L’auteur, « dont les livres sont construits […] comme des machines à dire le monde » (Gabriel, 2021), est considéré comme le « père » des romans néo-noirs alors qu’il revitalise le genre en mêlant la neutralité froide du Nouveau Roman à la violence des romans noirs américains. C’est au début des années 70 qu’il transforme le roman policier français, englué dans un type divertissant à la Nestor Burma (Deleuse) en un reflet social réaliste. Il tente ainsi de
« […] démontrer que le crime n’est pas un fait isolé et relevant d’un dysfonctionnement de l’individu, mais une conséquence inévitable de l’organisation sociale, économique et politique, et à attaquer la société capitaliste en se servant de ses propres réseaux de production et de distribution » (Desnain, 2015).
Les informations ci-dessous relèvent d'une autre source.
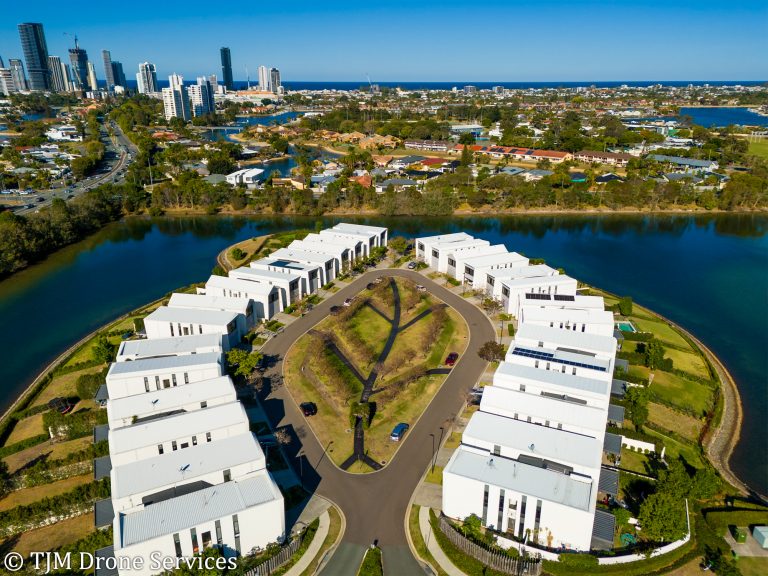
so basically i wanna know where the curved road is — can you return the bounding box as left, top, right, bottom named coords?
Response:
left=259, top=268, right=495, bottom=576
Alors que le roman policier français des années 50-60 se caractérise par la mise en scène de « criminels sympathiques, des gangsters pour qui l’amitié et la fidélité comptent plus que l’argent » (Mepian, 2018), nous entrons avec Manchette dans un tout autre paradigme, celui de la critique sociale et politique, un thème déjà exploré en France, en 1941, par Jean Amila (Jean Meckert), avec Les Coups (Evans, 2011) et populaire en Amérique depuis les années 20. Contrairement aux romans policiers à énigme, il n’y a dans Nada aucun mystère à résoudre, aucun héros, aucun détective amateur ou professionnel digne de ce nom, celui-ci se trouvant remplacé par un commissaire quelconque, fonctionnaire ambitieux et dévoué, sous l’autorité du ministre de l’Intérieur. Il n’y a ni bons ni méchants (France Culture, 2023), il n’y a que des humains aux prises avec la vie, et celle-ci se vit mal.
Dès les premières pages, le dénouement nous est dévoilé dans une lettre naïve écrite par le gendarme Poustacrouille à sa mère : il décrit un succès des forces policières et la conclusion nous parvient avant même le premier mot du roman, l’État et l’ordre du monde sont saufs, fin de l’histoire, ou presque. L’affaire est close avant d’être entendue alors à quoi bon l’écrire, pourquoi la lire? Ces questions amènent à la réalisation que Manchette ne fait pas qu’écrire un polar, il travaille un style. Dans un entretien, il confiera « […] en secret, pendant qu’on raconte sa petite histoire polareuse avec plein de coups de feu et tout ça, on est en train de travailler sur le texte et personne ne le sait (France Culture, 2023) ». Il fait de la littérature, dans un sous-genre particulier, très prisé, et surtout, il le fait encore qu’il s’en défende par la bouche de son personnage, Épaulard : « —Pas de littérature, je vous prie […] —La littérature n’est pas intéressante […] » (61-62) alors que la voix féminine lui faisant face souligne sa qualité fictionnelle : « — Je suis un personnage comme la jeune bourgeoise de Drôle de jeu » (62).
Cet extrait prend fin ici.